Ming Tombs, Beijing
Ming Tombs was the collective burial site of the Ming Dynasty emperors. Ming Dynasty (1368-1644) lasted 16 reigns and 276 years. Thirteen of the emperors were buried here. In Chinese, we generally call it The Thirteen Tombs.
It is located at the foot of Tianshou Mountain, 44 km northwest of Beijing city.
If you are looking for something exciting, Ming Tombs might not satisfy you. Most of the crown jewels and burial goods were moved to display at the Forbidden City.

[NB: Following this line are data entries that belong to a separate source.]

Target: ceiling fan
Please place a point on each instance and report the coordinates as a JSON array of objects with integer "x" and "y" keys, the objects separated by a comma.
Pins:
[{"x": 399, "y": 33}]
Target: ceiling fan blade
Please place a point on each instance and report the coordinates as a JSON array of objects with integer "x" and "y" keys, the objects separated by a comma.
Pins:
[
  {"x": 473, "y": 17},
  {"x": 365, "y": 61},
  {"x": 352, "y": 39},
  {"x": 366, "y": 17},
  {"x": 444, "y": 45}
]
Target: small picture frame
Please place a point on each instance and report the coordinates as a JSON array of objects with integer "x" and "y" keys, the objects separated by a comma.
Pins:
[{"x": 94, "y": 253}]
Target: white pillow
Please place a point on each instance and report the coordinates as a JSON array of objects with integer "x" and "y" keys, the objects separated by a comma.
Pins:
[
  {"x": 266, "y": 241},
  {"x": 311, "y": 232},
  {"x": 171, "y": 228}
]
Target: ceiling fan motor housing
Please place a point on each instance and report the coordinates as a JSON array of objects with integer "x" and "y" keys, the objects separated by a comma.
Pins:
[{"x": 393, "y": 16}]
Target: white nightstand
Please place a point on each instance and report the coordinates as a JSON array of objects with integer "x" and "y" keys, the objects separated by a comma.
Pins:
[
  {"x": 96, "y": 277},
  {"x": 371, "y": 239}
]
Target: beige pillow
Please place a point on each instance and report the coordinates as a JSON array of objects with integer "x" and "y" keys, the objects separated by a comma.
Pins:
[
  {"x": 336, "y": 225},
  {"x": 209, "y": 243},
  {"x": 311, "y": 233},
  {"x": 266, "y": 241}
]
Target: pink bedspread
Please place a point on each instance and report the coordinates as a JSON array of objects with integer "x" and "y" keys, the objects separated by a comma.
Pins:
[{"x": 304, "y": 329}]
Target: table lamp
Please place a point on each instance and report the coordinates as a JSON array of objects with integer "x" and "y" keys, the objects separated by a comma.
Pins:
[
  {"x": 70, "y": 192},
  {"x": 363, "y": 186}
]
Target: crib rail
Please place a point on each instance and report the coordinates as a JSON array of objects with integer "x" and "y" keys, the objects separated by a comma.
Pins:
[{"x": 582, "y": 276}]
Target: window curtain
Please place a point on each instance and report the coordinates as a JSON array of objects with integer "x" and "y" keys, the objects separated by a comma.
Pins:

You do need a mindset of trying to understand the Chinese burial culture and explore the grandeur construction of the site in order to make your Ming Tombs tour interesting.
A Classic Imperial Burial Site
I have visited many imperial burial sites in China. They have one thing in common – a feeling of comfort. You’ll feel your state of mind calm and peaceful. They are generally embraced by greenery hills with a harmony of water together in an extremely tranquil and comfortable environment. Many a time emperors sent out research teams and feng shui (geomancy) specialists to look for burial sites. Ming Tombs is the most classic of its kind.
Layout of the Ming Tombs
It was a symmetric construction along a central axis. Only Ding Ling, the tomb of Emperor Wanli (1537-1619) is open to visitors.
- Marble Memory Archway – located 1,000 meters outside the main entrance. A grand construction to recognize the great achievements of the Ming emperors.
- Main Entrance – Great Red Gate (also known as the Grand Palace Gate)
- Stele Pavilion – at the beginning of the Sacred Path.
- Sacred Path – leading to each of the tombs. There are 18 pairs of stone sculptures line up on both sides of the Sacred Path. They are animals, civil and armed officers being erected there to guard the tombs.
Structure of a Typical Ming Tomb
A Chinese imperial tomb is actually a resemblence of an actual palace. A place for emperors and their consorts to continue enjoy their luxurious life after life.
Basic structure of each of the Ming Tombs are:
• Main Gate
• Stele Pavilion
• Gate of Ling En – underground palace
• Hall of Ling En – underground palace
• Ming Tower – keeping altars of emperors
• Crown Grave – the actual grave. The tombs of emperors and empresses were kept underneath.
Underground Palace at Ding Ling
Ding Ling is the tomb of Emperor Wanli. In Chinese ‘ling’ carries the same meaning as ‘tomb’. Ding is the name of the tomb. Therefore Ding Ling means the Tomb of Ding.
This underground palace is the largest and most magnificent among the Ming Tombs. It is 27 meters under ground level. The white marble gate is estimated to weight four tons. The coffins of Emperor Wanli and two of his Empresses were kept at the rear chamber.
Unfortunately, the bodies of the emperor and empresses were nowhere to be found after the Cultural Revolution. The original coffins were badly rotten and only replications are displayed. However the marble thrones and everything else are genuine.
Chinese Burial Culture in Brief
In imperial China, the deeper the coffin was buried under ground level, the higher status the dead person was. The tomb of Princess Yongtai nearby Xian is 16 meters underground. Emperor Wanli’s at the Ming Tombs is 27 meters.
Imperial coffins have two layers. The inner layer is called ‘guo’ where lied the body of the emperor. The outer layer is called ‘guan’. The most prestigious burial would have silver guo and gold guan. Normal people would have only one layer of wooden guan.
In Chinese, guan 棺 and official 官 has the same pronunciation. Ancient Chinese dreamt to become a government official which meant status and wealth. Hence Chinese believe it is a matter of luck whenever they see a coffin. This is why miniature coffins are sold as souvenirs.
Jade and gold were mostly used as grave goods. They were there not only to show off wealth or for the dead person’s afterlife. Chinese believe jade can keep the dead person preserved and enable them to communicate with those still alive. Though it is kind of a subjective expectation, jade has been widely used as burial goods throughout China at all times.
The Ming Tombs were put under protection of the Beijing municipal government in 1961.
In 2003, it was listed by UNESCO on the World Heritage List. Here is one of the justifications: The Ming and Qing Tombs are dazzling illustrations of the beliefs, world view and geomantic theories of Fengshui prevalent in feudal China. They have served as burial edifices for illustrious personages and as the theatre for major events that have marked the history of China.
Ming Tombs is a classic representation of Chinese burial culture. Though it is way off the centre of Beijing, you can combine it with a trip to the Badaling section of the Great Wall, as it is just on the way.